Monthly Archives: May 2014

Teach them HOW to do homework

One of my grad school professors taught me how to read.

Okay, so I knew HOW to read (hold your snarky math teacher comments, English folk), but I didn’t realize I had no idea how to read for an academic context. For one of our very first assignments, our professor set up a very sneaky experiment that taught me I wasn’t reading very well. He told the whole class that for one of our more dense and academic readings for the next week*, one person would be randomly selected to lead a class-wide discussion. This was early on in a program with a group of 22 all-star, experienced educators. Very scary.

I was terrified into competency.

Instead of just reading it straight through and perhaps highlighting, I wrote questions in the margins, connected various parts of the text, made a list of the main ideas, pulled out quotes that could generate discussion, and generally actively thought about the content of the article.
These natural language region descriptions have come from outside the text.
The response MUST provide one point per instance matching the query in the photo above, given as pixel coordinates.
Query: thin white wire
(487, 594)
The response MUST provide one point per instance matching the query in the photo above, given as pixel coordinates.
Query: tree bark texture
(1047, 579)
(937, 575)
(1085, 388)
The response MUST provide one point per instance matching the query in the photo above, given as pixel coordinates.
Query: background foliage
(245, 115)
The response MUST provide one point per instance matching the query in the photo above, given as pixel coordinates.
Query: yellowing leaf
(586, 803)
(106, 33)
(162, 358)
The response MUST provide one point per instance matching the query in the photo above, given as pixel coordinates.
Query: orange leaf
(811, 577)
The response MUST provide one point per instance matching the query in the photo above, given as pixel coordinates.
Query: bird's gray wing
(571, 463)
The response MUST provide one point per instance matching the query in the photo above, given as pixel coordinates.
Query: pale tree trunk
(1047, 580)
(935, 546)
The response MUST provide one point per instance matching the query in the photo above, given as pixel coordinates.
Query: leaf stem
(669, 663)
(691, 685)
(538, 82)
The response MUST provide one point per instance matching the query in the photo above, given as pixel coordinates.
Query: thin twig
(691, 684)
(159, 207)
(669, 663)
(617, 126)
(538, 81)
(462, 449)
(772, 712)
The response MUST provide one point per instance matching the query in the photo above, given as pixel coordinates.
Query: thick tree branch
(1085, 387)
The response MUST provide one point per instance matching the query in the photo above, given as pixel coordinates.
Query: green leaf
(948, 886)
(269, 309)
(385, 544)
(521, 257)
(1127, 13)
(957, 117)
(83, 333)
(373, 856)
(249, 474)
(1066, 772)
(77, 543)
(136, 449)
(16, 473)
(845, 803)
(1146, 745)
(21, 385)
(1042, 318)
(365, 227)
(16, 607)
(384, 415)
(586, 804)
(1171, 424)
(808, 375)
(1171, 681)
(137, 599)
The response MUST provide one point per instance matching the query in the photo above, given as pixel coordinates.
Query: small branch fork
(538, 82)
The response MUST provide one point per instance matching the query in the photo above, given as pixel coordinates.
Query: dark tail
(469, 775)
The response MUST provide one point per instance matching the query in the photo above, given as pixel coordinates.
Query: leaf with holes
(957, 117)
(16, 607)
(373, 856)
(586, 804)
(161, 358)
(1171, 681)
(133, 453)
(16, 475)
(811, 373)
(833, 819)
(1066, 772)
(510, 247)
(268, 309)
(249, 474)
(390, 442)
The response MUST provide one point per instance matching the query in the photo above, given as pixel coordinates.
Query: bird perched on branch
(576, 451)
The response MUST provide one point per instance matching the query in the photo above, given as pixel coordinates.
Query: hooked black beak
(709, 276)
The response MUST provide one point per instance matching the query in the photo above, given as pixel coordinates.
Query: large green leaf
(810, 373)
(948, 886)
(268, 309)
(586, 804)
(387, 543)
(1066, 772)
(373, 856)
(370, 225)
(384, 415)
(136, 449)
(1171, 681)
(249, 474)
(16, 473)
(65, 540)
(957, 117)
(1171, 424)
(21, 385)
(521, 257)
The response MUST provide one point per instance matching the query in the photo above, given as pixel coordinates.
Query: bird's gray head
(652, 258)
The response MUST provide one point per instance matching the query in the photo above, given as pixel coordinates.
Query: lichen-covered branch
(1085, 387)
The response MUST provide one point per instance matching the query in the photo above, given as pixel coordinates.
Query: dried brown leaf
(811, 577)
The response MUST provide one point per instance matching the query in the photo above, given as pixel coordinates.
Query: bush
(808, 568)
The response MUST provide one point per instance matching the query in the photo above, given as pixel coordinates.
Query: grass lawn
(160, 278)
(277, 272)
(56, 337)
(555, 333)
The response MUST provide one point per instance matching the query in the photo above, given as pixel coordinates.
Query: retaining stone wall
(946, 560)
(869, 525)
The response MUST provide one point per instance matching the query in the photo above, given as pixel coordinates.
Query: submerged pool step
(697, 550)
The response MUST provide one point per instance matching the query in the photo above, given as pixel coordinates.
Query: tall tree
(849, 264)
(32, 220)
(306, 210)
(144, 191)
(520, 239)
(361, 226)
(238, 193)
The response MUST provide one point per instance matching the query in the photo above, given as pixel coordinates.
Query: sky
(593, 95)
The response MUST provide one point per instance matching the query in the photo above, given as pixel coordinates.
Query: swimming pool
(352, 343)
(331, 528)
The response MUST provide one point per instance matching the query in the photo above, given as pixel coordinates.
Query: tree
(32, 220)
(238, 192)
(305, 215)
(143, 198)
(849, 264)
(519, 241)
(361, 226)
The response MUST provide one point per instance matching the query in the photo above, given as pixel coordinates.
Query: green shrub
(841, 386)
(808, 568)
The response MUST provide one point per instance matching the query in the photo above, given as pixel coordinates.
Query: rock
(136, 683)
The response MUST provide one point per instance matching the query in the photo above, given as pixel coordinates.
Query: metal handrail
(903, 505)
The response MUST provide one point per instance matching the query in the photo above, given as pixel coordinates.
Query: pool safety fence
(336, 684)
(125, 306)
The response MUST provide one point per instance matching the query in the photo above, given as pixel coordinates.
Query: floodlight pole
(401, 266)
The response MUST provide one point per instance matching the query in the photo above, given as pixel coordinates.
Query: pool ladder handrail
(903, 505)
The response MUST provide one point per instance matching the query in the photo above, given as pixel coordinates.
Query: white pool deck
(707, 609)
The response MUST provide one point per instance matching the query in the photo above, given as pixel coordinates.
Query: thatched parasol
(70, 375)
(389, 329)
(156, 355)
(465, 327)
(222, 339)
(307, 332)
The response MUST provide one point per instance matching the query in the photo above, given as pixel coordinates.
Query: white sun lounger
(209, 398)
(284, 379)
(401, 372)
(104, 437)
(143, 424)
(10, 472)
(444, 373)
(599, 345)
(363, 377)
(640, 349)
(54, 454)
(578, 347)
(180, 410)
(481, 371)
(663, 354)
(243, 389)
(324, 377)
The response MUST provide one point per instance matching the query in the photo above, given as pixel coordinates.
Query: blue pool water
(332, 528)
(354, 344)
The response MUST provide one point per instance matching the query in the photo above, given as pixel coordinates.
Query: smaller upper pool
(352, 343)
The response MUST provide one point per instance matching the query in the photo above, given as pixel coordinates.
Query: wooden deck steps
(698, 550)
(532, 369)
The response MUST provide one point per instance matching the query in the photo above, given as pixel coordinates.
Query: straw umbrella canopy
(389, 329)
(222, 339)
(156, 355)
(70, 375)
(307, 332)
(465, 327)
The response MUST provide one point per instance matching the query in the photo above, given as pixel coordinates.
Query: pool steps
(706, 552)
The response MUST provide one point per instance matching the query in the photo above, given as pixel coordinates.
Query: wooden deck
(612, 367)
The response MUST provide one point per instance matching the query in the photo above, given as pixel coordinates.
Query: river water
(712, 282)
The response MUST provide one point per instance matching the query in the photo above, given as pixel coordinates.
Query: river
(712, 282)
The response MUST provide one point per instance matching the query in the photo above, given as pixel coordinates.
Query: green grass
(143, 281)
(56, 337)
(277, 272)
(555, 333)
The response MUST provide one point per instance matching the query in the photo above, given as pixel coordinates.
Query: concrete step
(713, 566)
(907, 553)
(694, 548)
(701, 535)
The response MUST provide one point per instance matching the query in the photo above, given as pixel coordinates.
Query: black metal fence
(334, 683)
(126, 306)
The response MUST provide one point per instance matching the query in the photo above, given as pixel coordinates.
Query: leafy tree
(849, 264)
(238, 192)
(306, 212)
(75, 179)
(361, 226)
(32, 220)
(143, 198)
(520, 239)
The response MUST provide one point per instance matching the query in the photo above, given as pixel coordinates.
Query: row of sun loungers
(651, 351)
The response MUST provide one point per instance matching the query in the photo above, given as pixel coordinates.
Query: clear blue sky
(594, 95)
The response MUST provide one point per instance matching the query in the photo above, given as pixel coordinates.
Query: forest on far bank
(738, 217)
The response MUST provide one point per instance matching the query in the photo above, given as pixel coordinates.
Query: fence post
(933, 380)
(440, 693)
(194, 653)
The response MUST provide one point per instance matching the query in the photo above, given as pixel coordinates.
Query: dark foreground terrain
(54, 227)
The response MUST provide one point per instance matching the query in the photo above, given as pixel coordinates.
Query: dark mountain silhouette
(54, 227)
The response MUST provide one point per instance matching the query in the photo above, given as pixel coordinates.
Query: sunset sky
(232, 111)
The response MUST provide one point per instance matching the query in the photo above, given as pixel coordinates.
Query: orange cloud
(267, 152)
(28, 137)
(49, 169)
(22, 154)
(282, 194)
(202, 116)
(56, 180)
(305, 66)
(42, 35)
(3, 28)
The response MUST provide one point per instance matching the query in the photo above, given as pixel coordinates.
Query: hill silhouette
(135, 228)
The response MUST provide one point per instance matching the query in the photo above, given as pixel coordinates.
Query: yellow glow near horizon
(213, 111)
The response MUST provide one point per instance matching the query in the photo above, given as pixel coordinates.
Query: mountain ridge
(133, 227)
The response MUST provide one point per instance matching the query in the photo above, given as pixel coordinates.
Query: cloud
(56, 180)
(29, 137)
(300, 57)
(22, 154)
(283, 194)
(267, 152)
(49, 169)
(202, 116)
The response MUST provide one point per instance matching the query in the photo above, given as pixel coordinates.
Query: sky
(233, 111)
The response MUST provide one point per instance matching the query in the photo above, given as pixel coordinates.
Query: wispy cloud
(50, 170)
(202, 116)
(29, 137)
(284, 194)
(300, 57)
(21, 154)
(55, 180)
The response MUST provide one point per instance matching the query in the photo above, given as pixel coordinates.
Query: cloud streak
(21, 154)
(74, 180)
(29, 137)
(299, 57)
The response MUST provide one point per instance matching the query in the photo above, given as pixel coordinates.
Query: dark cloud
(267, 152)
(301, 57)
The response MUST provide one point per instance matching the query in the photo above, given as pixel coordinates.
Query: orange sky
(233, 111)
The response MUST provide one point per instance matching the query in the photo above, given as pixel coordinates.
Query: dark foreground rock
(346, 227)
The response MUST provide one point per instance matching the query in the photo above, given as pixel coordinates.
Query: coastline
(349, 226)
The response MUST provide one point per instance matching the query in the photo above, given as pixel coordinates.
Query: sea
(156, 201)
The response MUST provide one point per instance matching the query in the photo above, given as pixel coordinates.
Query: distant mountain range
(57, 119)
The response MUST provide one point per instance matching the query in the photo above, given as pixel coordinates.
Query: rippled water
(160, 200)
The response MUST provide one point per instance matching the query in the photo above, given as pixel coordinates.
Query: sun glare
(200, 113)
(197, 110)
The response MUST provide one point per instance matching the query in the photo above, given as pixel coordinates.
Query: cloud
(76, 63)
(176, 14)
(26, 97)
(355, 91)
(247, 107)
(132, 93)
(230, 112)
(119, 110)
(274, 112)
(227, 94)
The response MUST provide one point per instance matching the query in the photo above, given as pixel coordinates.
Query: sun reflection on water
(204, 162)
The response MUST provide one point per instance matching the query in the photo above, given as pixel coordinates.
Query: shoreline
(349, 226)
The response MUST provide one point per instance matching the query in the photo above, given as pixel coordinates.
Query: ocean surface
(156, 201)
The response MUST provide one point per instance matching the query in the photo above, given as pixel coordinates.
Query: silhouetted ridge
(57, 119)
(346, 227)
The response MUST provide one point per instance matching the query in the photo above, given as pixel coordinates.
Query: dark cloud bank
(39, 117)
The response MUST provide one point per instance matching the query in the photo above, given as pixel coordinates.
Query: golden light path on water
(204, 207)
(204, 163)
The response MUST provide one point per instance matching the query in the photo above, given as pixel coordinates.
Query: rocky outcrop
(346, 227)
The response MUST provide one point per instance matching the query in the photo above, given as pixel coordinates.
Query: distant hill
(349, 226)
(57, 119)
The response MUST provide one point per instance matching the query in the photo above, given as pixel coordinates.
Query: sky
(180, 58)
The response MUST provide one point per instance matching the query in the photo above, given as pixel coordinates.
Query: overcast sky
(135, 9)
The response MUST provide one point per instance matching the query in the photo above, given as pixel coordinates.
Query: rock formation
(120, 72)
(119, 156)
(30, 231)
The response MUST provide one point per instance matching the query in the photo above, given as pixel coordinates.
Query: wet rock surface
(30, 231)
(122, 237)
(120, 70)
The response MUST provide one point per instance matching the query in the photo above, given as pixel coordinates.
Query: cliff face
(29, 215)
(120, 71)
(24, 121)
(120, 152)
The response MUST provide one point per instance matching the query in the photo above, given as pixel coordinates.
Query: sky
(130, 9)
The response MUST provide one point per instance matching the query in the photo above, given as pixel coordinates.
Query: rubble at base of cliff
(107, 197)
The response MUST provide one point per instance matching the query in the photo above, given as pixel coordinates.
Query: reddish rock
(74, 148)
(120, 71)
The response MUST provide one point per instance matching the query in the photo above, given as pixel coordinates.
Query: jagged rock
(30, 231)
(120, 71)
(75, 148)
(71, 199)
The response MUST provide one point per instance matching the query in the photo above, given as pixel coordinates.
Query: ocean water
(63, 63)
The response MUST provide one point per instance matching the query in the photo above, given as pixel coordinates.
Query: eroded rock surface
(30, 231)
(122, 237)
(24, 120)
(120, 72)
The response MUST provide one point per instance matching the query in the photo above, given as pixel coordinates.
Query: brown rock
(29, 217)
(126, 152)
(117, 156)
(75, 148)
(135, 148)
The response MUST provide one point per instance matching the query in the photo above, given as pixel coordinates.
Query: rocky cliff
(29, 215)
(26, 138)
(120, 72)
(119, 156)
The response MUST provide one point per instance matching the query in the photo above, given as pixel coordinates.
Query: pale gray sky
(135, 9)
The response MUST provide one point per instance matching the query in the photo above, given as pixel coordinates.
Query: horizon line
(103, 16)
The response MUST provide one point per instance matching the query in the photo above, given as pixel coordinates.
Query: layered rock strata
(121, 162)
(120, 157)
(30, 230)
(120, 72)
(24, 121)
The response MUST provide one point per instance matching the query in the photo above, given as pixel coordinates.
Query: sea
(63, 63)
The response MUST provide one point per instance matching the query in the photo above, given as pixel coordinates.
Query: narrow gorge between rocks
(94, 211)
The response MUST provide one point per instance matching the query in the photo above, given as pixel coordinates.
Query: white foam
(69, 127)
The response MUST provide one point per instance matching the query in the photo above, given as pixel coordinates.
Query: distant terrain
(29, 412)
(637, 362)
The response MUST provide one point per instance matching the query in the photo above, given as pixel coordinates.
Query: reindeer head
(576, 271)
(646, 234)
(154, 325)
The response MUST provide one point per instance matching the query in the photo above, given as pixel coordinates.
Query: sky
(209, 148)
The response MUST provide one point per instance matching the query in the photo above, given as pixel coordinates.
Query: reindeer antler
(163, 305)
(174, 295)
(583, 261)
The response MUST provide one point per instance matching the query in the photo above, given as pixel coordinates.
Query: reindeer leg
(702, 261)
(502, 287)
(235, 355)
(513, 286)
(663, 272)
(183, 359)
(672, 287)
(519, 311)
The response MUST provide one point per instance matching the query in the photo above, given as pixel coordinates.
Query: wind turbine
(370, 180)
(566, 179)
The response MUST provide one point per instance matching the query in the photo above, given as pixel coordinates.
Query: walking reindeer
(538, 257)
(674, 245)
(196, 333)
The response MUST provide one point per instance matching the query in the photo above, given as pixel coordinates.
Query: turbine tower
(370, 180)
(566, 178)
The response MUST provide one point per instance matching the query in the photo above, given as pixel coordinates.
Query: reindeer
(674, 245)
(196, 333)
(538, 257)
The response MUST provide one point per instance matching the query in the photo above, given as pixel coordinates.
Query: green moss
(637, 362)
It turned out he was bluffing, which he revealed in class the next week. Phew, *changes underwear*.  But with this exercise, he made the point to us that the way we read that article was totally different from the way we probably read most of the other stuff. And more effective. I was thankful for this because for the rest of grad school, I read much more effectively. Even if I didn’t have time to read an entire article, I would spend a bit of time diagramming, writing questions in the margins, and actively engaging with the content. Instead of expending more effort, I used my effort more effectively.

How did I make it through so many years of education without knowing how to read? How much more could I have gained from both my high school and college education? How does this apply to our math students? How many of them are trying to do better by working MORE instead of by working MORE EFFECTIVELY? What can we do to show the how to do homework?

What’s a good meta-assignment that can show students how to do math homework effectively (without making them sh*t some bricks to learn the lesson)?

 
*Alfred North Whitehead, The Aims of Education. NB: I don’t really remember what it was all about 9 months later, but hey, I guess good teaching techniques have their limits?